Multiple sclerosis (MS) is an inflammatory chronic disorder. It manifests itself by an inflammation of the central nervous system and by a deregulation of the immune system, leading to lesions in axons. The diagnosis of MS is clinical, however, paraclinical tests are fundamental. In the laboratory study of cerebrospinal fluid and serum, the oligoclonal IgG bands (OCB IgG) analysis can evaluate intrathecal synthesis. We analyzed the prevalence of OCB IgG in MS and clinically isolated syndrome (CIS), the role of OCB IgG in the MS prognosis and CIS conversion, as well as its correlation with latitude effect. From 93 articles, 32 were used according to the inclusion criteria. The statistical analysis was made in the IBM SPSS version 23 software.
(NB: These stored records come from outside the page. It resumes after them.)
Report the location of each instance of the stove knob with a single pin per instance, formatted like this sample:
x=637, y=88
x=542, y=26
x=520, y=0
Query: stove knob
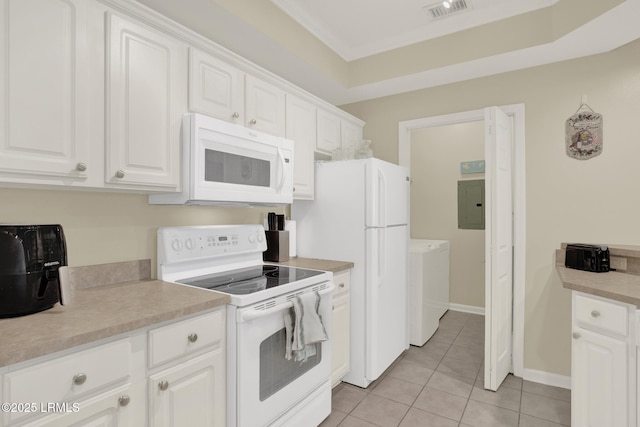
x=176, y=245
x=189, y=244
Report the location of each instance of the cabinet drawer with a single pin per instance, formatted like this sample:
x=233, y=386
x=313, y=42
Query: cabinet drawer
x=598, y=314
x=342, y=281
x=65, y=378
x=185, y=337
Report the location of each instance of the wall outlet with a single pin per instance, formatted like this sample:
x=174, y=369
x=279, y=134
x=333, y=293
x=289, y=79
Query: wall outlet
x=618, y=263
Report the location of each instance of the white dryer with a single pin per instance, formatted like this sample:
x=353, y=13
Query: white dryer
x=429, y=287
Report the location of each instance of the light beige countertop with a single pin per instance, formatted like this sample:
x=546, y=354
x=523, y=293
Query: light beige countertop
x=100, y=312
x=615, y=285
x=318, y=264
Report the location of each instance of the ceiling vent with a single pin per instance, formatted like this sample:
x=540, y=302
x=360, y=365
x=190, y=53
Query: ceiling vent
x=439, y=10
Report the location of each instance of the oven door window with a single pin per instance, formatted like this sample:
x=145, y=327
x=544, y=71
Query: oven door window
x=276, y=372
x=231, y=168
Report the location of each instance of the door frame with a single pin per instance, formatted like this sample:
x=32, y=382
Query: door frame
x=516, y=112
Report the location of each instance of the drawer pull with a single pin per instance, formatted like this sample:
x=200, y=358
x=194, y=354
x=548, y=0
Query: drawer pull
x=79, y=379
x=124, y=400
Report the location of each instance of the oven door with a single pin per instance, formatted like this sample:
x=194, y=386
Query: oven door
x=235, y=164
x=268, y=387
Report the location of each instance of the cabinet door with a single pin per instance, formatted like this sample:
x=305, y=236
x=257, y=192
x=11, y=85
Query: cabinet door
x=43, y=94
x=190, y=394
x=301, y=128
x=215, y=87
x=600, y=383
x=329, y=132
x=265, y=106
x=124, y=407
x=145, y=103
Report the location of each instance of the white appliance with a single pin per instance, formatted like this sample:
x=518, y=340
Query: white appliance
x=360, y=214
x=263, y=387
x=227, y=164
x=429, y=287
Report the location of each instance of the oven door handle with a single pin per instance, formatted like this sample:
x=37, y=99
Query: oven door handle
x=256, y=314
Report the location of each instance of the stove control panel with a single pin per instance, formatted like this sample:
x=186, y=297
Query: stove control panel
x=191, y=243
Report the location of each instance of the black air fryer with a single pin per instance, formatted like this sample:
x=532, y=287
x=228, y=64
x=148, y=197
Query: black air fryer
x=30, y=256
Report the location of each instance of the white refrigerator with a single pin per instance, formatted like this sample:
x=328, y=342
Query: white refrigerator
x=360, y=214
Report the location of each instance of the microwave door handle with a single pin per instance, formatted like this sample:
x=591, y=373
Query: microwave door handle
x=257, y=314
x=282, y=167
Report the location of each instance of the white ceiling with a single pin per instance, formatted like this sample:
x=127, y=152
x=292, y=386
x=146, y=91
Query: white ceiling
x=359, y=28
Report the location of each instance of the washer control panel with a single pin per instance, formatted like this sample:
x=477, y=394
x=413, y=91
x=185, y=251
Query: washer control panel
x=185, y=243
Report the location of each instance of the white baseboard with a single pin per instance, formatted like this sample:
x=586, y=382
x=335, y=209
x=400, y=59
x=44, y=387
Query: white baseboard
x=547, y=378
x=467, y=309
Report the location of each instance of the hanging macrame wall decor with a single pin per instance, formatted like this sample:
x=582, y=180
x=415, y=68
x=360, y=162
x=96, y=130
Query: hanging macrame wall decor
x=583, y=133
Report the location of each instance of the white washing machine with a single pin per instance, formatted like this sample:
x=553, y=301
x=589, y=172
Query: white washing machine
x=429, y=287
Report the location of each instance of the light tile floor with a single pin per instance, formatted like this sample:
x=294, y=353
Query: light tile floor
x=441, y=385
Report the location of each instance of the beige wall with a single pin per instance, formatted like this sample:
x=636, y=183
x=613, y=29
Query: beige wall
x=567, y=200
x=436, y=154
x=105, y=227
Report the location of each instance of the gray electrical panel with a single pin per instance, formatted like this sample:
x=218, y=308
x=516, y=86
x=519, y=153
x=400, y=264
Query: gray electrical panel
x=471, y=204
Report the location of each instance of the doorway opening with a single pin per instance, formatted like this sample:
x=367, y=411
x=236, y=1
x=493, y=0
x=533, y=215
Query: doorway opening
x=516, y=113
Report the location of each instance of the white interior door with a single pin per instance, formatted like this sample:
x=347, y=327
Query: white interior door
x=498, y=247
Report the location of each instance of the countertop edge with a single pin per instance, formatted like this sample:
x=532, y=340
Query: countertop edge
x=24, y=351
x=616, y=286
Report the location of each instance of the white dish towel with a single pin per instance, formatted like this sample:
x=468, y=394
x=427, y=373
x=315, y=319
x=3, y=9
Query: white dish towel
x=303, y=327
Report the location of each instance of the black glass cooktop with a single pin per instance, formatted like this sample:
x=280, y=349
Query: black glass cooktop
x=250, y=279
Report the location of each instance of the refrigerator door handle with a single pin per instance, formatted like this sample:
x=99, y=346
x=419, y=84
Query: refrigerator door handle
x=382, y=256
x=382, y=196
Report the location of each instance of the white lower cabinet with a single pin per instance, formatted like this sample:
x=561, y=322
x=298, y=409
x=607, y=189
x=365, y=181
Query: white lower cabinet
x=116, y=383
x=190, y=393
x=188, y=388
x=341, y=338
x=603, y=365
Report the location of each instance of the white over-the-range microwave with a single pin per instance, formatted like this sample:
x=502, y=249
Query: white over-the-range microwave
x=227, y=164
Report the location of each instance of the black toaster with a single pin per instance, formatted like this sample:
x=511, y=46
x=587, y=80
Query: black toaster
x=594, y=258
x=30, y=256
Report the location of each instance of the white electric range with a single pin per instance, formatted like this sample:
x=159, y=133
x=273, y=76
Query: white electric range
x=263, y=387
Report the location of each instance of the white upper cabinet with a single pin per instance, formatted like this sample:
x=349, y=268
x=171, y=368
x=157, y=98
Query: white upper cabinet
x=215, y=87
x=265, y=106
x=146, y=98
x=329, y=132
x=351, y=135
x=44, y=123
x=301, y=128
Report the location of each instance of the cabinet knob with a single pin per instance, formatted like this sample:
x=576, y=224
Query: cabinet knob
x=124, y=400
x=79, y=379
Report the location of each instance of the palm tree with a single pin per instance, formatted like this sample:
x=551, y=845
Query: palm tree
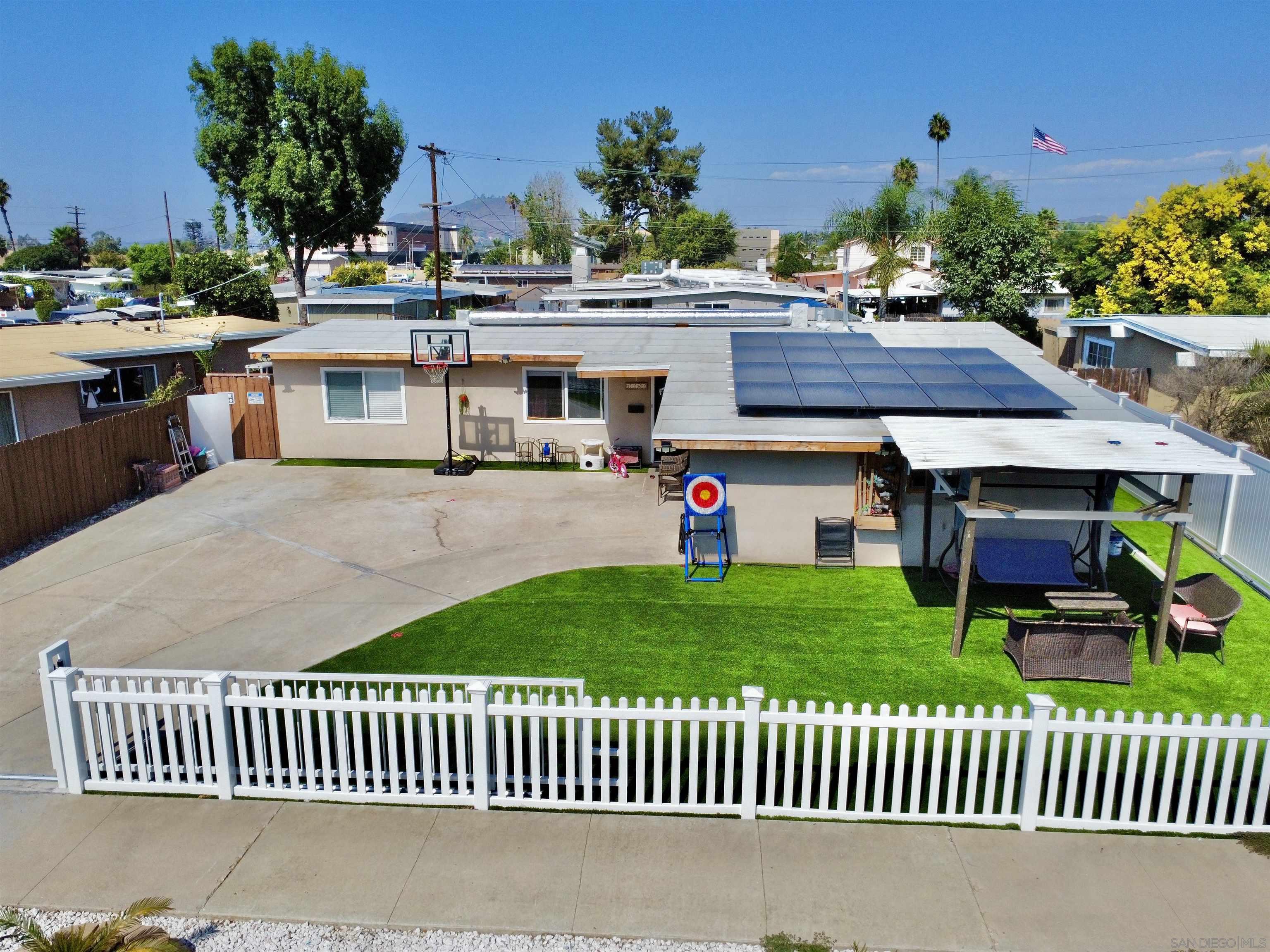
x=939, y=130
x=122, y=932
x=905, y=172
x=888, y=226
x=4, y=210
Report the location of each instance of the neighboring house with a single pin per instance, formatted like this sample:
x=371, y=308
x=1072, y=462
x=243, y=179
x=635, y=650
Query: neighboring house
x=757, y=244
x=403, y=243
x=653, y=378
x=1158, y=342
x=389, y=302
x=681, y=287
x=59, y=376
x=525, y=283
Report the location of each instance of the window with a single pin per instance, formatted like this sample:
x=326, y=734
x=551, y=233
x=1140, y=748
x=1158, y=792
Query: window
x=563, y=395
x=365, y=397
x=122, y=385
x=1099, y=352
x=8, y=419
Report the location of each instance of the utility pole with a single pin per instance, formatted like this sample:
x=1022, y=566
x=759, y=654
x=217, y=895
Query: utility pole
x=172, y=249
x=79, y=234
x=431, y=149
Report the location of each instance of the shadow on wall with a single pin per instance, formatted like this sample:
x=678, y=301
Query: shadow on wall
x=487, y=435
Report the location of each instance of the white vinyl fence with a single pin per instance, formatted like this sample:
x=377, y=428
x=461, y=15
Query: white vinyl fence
x=1231, y=513
x=543, y=743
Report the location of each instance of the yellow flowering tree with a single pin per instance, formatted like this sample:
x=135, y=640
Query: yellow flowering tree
x=1197, y=249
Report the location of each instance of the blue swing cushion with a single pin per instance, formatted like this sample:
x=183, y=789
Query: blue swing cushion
x=1025, y=562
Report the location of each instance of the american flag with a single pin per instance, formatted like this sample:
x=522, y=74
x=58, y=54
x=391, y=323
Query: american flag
x=1046, y=144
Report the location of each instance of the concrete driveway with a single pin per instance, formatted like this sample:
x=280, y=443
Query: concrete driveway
x=276, y=568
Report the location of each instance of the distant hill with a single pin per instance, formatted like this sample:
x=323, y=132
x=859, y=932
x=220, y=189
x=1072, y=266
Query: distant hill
x=488, y=216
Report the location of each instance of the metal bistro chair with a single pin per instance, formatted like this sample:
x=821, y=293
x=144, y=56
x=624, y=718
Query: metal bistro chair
x=526, y=452
x=549, y=452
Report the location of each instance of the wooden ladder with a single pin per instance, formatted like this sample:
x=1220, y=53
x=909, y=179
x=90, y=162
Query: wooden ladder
x=181, y=447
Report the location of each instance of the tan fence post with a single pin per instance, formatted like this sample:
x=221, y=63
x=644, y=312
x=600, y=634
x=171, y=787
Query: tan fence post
x=223, y=751
x=1034, y=759
x=477, y=692
x=754, y=699
x=70, y=732
x=56, y=655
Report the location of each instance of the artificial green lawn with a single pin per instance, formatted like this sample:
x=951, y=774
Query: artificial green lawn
x=859, y=635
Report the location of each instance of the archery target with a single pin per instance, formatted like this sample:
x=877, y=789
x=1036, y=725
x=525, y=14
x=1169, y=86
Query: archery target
x=705, y=494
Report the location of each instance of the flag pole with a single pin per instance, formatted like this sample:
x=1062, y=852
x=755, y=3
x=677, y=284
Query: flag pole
x=1030, y=150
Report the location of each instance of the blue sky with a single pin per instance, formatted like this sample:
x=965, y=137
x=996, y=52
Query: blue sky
x=798, y=105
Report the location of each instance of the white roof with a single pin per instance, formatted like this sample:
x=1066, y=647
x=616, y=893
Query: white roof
x=1208, y=334
x=1074, y=446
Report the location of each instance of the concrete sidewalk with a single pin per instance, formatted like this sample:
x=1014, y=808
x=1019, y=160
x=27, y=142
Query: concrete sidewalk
x=889, y=886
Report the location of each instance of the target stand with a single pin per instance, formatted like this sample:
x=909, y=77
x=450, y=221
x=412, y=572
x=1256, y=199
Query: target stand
x=705, y=508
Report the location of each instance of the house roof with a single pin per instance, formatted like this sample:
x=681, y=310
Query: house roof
x=1208, y=336
x=54, y=353
x=1071, y=446
x=699, y=405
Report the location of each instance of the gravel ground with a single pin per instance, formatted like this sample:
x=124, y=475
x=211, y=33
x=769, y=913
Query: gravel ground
x=249, y=936
x=36, y=545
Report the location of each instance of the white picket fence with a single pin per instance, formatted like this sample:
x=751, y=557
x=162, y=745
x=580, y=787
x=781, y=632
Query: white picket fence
x=544, y=744
x=1230, y=512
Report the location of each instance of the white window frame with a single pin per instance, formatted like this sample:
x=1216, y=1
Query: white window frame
x=564, y=395
x=325, y=404
x=1101, y=342
x=13, y=412
x=119, y=383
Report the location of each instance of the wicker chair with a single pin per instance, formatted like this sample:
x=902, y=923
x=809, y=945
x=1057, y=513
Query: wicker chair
x=1072, y=650
x=670, y=478
x=1211, y=595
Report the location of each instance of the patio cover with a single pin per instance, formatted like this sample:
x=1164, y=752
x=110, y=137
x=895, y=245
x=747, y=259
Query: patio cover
x=1071, y=446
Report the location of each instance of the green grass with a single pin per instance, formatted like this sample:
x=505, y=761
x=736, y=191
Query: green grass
x=434, y=464
x=877, y=635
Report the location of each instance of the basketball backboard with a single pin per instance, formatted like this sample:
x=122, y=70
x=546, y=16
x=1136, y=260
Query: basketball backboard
x=447, y=347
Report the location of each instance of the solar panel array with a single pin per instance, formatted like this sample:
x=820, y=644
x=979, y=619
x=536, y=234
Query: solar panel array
x=794, y=371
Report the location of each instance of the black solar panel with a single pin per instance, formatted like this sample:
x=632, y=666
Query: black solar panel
x=789, y=370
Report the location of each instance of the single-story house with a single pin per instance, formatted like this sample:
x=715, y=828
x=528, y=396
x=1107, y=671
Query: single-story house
x=703, y=288
x=662, y=380
x=1161, y=343
x=397, y=302
x=59, y=376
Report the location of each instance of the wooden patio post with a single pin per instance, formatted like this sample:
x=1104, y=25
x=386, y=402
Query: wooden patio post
x=1175, y=554
x=963, y=582
x=928, y=505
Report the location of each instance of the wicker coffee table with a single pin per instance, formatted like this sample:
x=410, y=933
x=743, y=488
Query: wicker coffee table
x=1105, y=603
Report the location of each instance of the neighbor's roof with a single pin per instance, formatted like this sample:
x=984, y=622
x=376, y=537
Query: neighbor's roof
x=699, y=405
x=1072, y=446
x=54, y=353
x=1208, y=334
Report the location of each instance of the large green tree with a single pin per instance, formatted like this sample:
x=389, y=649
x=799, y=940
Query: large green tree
x=695, y=238
x=293, y=140
x=152, y=264
x=224, y=283
x=548, y=216
x=888, y=225
x=993, y=258
x=643, y=176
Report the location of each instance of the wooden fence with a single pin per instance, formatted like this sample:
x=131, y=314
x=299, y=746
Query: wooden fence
x=50, y=481
x=543, y=744
x=1134, y=381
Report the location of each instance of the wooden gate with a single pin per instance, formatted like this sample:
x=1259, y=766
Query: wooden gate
x=253, y=414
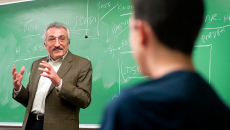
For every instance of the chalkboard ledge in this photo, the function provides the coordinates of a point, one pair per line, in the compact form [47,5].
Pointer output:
[16,125]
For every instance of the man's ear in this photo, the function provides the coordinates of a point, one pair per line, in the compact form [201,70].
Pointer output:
[45,45]
[141,31]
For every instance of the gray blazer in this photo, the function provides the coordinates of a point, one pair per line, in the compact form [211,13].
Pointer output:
[61,108]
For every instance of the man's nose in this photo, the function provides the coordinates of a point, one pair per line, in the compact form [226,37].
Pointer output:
[57,42]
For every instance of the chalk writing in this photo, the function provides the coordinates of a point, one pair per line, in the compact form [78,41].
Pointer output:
[36,47]
[79,21]
[212,34]
[122,7]
[129,72]
[30,27]
[17,50]
[105,5]
[111,49]
[121,26]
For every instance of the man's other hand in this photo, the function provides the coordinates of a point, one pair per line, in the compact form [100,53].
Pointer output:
[17,77]
[50,73]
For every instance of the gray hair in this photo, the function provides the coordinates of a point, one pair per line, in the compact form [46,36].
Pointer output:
[56,25]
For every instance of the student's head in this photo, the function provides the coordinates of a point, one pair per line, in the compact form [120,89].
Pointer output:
[170,24]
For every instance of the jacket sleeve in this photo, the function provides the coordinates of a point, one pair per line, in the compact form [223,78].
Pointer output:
[23,95]
[79,95]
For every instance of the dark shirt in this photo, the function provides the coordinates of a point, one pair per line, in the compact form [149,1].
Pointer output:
[179,100]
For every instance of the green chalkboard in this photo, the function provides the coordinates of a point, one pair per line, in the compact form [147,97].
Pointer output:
[107,47]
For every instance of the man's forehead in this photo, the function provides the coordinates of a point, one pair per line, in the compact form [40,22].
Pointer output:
[56,31]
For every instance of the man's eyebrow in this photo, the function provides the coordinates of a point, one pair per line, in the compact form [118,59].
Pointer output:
[58,36]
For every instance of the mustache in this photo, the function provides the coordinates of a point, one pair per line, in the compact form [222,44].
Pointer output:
[57,48]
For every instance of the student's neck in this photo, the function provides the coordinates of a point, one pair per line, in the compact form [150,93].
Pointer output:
[169,62]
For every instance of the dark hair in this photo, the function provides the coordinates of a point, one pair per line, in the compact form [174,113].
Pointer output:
[176,23]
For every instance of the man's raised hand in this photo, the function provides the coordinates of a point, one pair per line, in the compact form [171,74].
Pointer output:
[17,77]
[50,73]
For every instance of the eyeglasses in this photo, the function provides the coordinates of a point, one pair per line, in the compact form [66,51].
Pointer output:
[61,39]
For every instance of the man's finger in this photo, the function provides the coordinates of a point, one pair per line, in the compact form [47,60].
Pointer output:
[45,65]
[13,70]
[15,75]
[44,70]
[45,75]
[22,70]
[15,81]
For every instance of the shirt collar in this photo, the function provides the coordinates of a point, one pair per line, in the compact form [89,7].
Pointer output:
[58,60]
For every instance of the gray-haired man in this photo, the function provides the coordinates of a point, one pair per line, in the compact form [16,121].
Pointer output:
[59,85]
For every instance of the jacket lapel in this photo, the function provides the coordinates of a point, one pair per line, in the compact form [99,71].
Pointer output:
[65,66]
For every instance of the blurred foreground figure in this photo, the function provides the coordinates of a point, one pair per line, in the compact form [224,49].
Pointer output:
[178,98]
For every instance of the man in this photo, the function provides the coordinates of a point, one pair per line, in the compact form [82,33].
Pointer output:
[163,33]
[59,85]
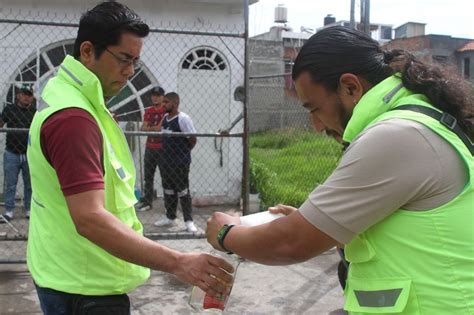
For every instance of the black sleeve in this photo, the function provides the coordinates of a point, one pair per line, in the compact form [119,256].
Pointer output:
[6,114]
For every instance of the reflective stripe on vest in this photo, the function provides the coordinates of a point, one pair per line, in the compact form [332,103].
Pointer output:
[58,257]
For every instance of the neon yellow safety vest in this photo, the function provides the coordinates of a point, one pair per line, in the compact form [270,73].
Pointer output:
[58,257]
[412,262]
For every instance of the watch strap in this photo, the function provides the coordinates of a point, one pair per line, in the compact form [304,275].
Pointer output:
[222,234]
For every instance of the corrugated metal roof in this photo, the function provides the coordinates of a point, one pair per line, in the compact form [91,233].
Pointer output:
[468,47]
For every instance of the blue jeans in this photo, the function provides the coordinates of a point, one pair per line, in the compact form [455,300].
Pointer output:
[54,302]
[12,164]
[61,303]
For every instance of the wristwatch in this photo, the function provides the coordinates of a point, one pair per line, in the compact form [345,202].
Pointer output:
[222,234]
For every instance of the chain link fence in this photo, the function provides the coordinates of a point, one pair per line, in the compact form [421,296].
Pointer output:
[205,64]
[203,61]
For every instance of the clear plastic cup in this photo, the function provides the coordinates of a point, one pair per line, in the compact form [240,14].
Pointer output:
[204,303]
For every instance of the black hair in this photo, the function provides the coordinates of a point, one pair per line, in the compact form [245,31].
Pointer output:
[104,25]
[337,50]
[173,96]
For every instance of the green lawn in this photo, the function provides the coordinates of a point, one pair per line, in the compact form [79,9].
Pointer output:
[286,165]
The prevalence of OCB IgG in MS was 82,6% and in CIS 66,8%. A non-linear correlation was observed between the prevalence of OCB IgG and the conversion from CIS to MS. No correlation was found between the presence of OCB IgG and MS prognosis. The main prevalence of OCB IgG was observed in the northern hemisphere, and at a latitude of 40° or higher. The presence of OCB IgG in cerebrospinal fluid is connected to MS. OCB IgG positivity is linked to conversion from CIS to MS. This study was limited due to the small quantity of articles used in the prognosis analysis. There was not enough data to confirm the latitude effect.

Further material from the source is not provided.